System events and O&M for local disk instances - Elastic Compute Service

Local disks do not provide high availability of data. To enhance user experience on local disks, Alibaba Cloud provides various O&M capabilities to help you keep up on and handle exceptions that occur on your local disks. This topic describes common O&M scenarios and system events for Elastic Compute Service (ECS) instances equipped with local disks.

View and monitor system events for instances equipped with local disks

View the system events for instances equipped with local disks.

View the system events for instances equipped with local disks in the ECS console or by using Alibaba Cloud CLI. For more information, see Query and handle events.
View the system events for instances equipped with local disks in the CloudMonitor console. For more information, see View system events.

Monitor the system events for instances equipped with local disks.

To ensure the stability of services that run on ECS instances and automate O&M, we recommend that you configure event notifications to be notified of underlying environment changes. After you configure event notifications, the system uses the notification methods that you specify to notify you.

Configure alert rules in the CloudMonitor console to push event notifications.

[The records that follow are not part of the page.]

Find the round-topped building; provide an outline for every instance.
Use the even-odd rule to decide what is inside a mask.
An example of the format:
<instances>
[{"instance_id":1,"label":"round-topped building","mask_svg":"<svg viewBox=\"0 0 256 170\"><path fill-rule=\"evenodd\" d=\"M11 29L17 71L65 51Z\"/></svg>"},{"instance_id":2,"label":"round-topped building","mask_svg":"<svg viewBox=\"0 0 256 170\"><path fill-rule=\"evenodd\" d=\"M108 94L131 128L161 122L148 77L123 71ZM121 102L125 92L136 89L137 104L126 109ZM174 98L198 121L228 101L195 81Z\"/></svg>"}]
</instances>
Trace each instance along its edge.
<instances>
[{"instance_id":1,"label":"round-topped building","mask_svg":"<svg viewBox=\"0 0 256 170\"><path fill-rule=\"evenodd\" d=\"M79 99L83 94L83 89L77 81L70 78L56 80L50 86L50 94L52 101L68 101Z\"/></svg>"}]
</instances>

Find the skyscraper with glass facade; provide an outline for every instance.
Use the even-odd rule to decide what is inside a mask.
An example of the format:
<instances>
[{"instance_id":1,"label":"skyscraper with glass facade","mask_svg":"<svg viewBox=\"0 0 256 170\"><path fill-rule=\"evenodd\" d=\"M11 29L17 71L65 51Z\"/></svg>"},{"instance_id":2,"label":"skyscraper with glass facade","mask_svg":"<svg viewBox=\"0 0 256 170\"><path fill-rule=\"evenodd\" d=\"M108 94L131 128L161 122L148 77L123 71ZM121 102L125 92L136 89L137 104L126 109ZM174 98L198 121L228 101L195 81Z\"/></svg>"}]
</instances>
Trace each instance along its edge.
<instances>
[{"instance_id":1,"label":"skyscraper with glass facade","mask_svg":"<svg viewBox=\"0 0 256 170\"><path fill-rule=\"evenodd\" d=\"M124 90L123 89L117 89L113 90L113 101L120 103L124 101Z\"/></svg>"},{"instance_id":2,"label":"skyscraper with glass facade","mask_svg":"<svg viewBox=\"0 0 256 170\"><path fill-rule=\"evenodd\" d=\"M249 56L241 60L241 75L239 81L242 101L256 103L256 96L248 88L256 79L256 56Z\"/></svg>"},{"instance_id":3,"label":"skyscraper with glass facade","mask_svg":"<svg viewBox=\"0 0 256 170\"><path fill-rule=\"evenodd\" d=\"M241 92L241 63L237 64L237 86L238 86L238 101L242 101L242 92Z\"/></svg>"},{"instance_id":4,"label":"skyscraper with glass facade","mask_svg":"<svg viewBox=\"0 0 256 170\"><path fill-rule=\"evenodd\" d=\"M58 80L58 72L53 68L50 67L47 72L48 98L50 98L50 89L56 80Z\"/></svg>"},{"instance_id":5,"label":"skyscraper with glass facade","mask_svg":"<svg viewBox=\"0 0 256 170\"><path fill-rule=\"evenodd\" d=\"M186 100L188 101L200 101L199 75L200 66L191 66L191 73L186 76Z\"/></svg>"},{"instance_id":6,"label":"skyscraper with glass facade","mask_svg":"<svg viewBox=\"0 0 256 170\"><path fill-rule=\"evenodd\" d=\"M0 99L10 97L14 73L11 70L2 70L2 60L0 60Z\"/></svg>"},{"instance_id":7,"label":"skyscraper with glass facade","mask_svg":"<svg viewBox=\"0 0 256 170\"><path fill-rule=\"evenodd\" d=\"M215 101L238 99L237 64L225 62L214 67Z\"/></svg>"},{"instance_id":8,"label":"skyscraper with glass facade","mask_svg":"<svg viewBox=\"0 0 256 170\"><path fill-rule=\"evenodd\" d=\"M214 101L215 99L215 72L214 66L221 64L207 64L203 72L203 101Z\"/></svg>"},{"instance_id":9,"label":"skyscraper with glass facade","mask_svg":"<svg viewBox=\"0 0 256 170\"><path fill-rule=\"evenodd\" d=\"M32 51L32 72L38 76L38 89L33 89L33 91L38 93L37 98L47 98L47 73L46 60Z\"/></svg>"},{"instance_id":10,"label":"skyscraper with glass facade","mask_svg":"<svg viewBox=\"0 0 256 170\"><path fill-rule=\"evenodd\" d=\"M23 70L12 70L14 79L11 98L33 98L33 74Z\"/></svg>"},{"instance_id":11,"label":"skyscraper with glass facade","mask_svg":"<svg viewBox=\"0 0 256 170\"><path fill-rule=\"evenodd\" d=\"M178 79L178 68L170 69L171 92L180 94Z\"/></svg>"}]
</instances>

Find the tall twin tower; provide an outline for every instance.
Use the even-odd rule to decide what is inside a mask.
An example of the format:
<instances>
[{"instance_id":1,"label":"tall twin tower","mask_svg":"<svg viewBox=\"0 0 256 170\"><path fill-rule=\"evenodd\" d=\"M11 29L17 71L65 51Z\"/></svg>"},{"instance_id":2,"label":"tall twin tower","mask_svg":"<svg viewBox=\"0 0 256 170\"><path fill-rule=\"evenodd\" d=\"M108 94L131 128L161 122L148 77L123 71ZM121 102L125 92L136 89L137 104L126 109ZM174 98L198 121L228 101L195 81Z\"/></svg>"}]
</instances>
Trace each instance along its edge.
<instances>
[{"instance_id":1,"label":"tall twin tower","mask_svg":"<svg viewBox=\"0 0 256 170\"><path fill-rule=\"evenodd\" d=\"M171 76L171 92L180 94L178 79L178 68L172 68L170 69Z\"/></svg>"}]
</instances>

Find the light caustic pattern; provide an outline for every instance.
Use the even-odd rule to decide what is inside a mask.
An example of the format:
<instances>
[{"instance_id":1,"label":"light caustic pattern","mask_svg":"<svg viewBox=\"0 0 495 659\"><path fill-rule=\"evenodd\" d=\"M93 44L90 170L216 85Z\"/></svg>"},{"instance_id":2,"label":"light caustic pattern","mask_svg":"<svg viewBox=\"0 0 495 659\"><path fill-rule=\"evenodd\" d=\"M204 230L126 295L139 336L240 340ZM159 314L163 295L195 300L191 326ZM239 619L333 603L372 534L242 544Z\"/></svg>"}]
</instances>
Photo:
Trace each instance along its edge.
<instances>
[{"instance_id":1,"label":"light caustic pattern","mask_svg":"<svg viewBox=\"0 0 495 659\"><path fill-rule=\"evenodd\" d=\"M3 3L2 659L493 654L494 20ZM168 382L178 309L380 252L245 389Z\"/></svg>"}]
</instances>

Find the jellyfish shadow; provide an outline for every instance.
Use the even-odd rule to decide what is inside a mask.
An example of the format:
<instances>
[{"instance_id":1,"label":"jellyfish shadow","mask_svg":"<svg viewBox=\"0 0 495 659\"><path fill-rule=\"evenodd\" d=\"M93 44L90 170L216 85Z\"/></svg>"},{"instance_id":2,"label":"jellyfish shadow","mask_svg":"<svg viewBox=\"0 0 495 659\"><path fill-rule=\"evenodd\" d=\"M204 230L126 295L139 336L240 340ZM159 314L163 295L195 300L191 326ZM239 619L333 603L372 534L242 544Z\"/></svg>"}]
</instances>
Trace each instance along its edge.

For more information, see Subscribe to system event notifications.
Use a DingTalk chatbot to send event notifications to a DingTalk group. For more information, see Send event notifications using a DingTalk chatbot.
Install the xdragon_hardware_detect_plugin plug-in on ECS bare metal instances to periodically check the health status of local disks on the instances. For more information, see Install the monitoring plugin.

Common O&M scenarios and related system events

The following figure shows the O&M scenarios that are common to ECS instances equipped with local disks and the system events for the instances.

Note

Modify the maintenance attributes of instances to change automatic recovery modes (also called maintenance actions) for the instances. For example, if the maintenance action for an instance is Automatically Re-deploy, the instance is automatically redeployed. For more information, see Modify instance maintenance attributes.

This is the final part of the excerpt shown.